Disentangling Task Conflicts in Multi-Task LoRA via Orthogonal Gradient Projection
Ziyu Yang, Guibin Chen, Yuxin Yang, Aoxiong Zeng, Xiangquan Yang
TL;DR
This work tackles gradient conflicts in multi-task learning when using LoRA adapters by introducing Ortho-LoRA, an optimization strategy that enforces orthogonality between task gradients within the LoRA subspace. By applying structure-aware, pairwise gradient projections to the low-rank matrices $\mathbf{A}$ and $\mathbf{B}$, the method mitigates negative transfer while preserving shared representations. Empirical results on GLUE with a RoBERTa-base backbone show Ortho-LoRA markedly reduces interference, achieving performance close to independent single-task adapters with negligible backbone overhead. The approach offers a practical, parameter-efficient route to robust multi-task deployment of large language models and lays groundwork for extending gradient projection to other PEFT paradigms.
Abstract
Multi-Task Learning (MTL) combined with Low-Rank Adaptation (LoRA) has emerged as a promising direction for parameter-efficient deployment of Large Language Models (LLMs). By sharing a single adapter across multiple tasks, one can significantly reduce storage overhead. However, this approach suffers from negative transfer, where conflicting gradient updates from distinct tasks degrade the performance of individual tasks compared to single-task fine-tuning. This problem is exacerbated in LoRA due to the low-rank constraint, which limits the optimization landscape's capacity to accommodate diverse task requirements.
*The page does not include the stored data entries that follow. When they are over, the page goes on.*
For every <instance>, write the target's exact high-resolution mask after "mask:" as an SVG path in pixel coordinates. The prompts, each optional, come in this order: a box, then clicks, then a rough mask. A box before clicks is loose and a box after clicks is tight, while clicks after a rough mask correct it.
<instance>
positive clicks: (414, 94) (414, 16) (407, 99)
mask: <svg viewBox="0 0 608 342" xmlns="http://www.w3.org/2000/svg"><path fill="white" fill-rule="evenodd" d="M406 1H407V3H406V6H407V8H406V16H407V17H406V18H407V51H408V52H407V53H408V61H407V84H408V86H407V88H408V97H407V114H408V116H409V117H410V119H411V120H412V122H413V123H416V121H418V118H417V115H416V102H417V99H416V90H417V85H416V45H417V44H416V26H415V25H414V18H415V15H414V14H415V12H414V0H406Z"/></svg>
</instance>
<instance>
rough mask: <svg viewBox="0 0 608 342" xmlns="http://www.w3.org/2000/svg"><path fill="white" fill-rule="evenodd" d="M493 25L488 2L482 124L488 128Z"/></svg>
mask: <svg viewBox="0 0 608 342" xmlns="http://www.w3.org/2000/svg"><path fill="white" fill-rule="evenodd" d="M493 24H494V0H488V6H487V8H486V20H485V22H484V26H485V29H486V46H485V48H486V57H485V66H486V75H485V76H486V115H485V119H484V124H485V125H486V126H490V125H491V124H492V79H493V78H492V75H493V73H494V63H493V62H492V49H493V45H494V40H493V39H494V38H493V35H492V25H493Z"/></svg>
In this paper, we propose Ortho-LoRA, a gradient projection method specifically tailored for the bipartite structure of LoRA. Ortho-LoRA dynamically projects conflicting task gradients onto the orthogonal complement of each other within the intrinsic LoRA subspace. Extensive experiments on the GLUE benchmark demonstrate that Ortho-LoRA effectively mitigates task interference, outperforming standard joint training and recovering 95\% of the performance gap between multi-task and single-task baselines with negligible computational overhead.